Getting the creeps … a still from AI-doll horror filck M3gan.
Getting the creeps … a still from AI-doll horror filck M3gan. Photograph: Geoffrey Short/Universal Pictures

A friend gleefully informed me that you can buy haunted dolls – “vessels” for unquiet spirits – on eBay. Rebekkah Sexual Spirit (“her vessel is missing an arm … she says she does not care”) has been snapped up, but you can get Maggie (“NOT A TOY”; “a vast mass of dark energy”; “can make you feel very unwell” – all of which sounds like me on an average Tuesday) for £225. You know the kind: horror movie trope dolls with smooth porcelain faces and blank eyes – absolutely terrifying. The first one startled me so much I twitched, accidentally clicked “buy” and had to carefully navigate backwards to save myself. Then I went back and looked at more.

Why? They gave me that prickly, uncomfortable feeling: nasty but compelling. I’m not a thrill-seeker (except the thrill of racing the bin out as the lorry rounds the corner), but I’ve become quite enamoured of creepy recently. I spent a while freaking myself out studying the eerie images produced by the AI tool Midjourney when prompted to create photos of “people”. At a quick glance, nothing seems amiss; look closer and these preternaturally shiny wraiths smile with mouths crammed with perfect teeth, there are far too many long, tapered fingers everywhere and one digital changeling seems to have an extra collarbone. Argh!

I’ve also enjoyed – if that’s the right word – reading about Deli Mike, the haunted Turkish Airbus. It apparently turns its lights on and off unbidden, won’t retract its landing gear, sets off alarms and can be “persuaded” to fix faulty flight instruments if you talk to it. An electrical fault, you say? I say brrrr.

This is not about real fear. We have a surfeit of that. I’m scared of climate collapse, Putin, US-style healthcare and putting the radiator on. If you’re not flooded with adrenalised cold dread that makes your fingertips tingle within an hour of getting up, you’re probably not paying attention (and if you’re managing to do that, consider offering the rest of us masterclasses). There should be no more worlds to conquer when it comes to horror and terror in 2023 – just unlock your phone.

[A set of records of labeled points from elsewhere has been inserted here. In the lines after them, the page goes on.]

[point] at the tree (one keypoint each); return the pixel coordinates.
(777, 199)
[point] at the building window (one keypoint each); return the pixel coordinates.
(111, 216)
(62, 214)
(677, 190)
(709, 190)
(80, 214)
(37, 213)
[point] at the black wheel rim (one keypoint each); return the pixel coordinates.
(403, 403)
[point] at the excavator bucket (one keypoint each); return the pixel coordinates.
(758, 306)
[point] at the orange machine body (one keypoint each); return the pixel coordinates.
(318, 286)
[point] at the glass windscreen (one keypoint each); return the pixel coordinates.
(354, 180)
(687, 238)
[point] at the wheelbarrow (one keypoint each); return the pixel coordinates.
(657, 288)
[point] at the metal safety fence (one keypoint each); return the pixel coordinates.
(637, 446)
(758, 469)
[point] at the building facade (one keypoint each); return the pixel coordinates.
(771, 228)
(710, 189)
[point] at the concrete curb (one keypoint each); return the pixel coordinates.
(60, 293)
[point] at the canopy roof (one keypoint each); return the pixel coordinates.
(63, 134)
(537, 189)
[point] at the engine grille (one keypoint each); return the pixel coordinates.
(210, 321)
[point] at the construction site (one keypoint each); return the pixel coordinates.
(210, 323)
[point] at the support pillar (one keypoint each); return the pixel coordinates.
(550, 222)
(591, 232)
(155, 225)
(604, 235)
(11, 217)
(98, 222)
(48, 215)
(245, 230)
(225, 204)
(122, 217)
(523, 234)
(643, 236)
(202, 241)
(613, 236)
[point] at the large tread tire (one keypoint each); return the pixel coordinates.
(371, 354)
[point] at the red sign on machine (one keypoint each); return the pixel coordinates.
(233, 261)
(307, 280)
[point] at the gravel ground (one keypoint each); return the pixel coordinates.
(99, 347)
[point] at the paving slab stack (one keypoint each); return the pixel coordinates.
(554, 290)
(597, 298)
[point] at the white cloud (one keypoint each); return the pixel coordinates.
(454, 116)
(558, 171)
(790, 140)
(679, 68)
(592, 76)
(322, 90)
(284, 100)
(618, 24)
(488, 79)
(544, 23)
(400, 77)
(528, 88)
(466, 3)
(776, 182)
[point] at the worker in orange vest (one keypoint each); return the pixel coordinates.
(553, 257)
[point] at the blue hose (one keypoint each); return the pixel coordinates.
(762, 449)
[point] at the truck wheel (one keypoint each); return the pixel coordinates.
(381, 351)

Despite that, we seem to have a renewed appetite for fear-as-fun: the pleasurable sense of the uncanny and the ineffably – but somehow manageably – horrible. We are in a horror renaissance, with movie market share at its highest ever in recent years.

The Washington Post declared 2022 “a huge year for horror” and campy AI-doll horror flick M3gan went viral based only on its trailer, and has grossed five times its budget in two weeks. There’s a real appetite for creepy thrills.

Are we gluttons for punishment? Having only recently become aware of the wonderfully named Recreational Fear Lab in Aarhus, Denmark, I’ve been exploring its oeuvre. The lab identifies a category of fear-seeker it calls “dark copers”: people who report that “watching scary movies helps them control negative emotions of anxiety and depression that might arise from thinking about the more difficult aspects of life”.

That’s not a new idea – the theory of recreational fear as “uncertainty management” and a way of rehearsing how we would cope if the worst happened is well established. But it’s especially interesting in conjunction with “morbid curiosity researcher” Coltan Scrivner’s paper reporting that horror fans and the morbidly curious were more psychologically resilient during Covid. (You can test your morbid curiosity on Scrivner’s scale, incidentally – options include: “If a head transplant was possible, I would want to watch the procedure.”)

With that in mind, our current appetite for scaring ourselves silly becomes eminently sensible: it’s prepping for whatever fresh hell 2023 has in store. We’re pushing the frontiers of artificial intelligence, eyeing our creations, Victor Frankenstein-style, with foreboding, and wondering what tech advances mean for our notions of personhood. We’re edging towards a natural world we no longer recognise and will struggle to survive in. We’re wondering whether some other, doubtless self-inflicted, pandemic is around the corner. Is it any wonder we’re all becoming dark copers?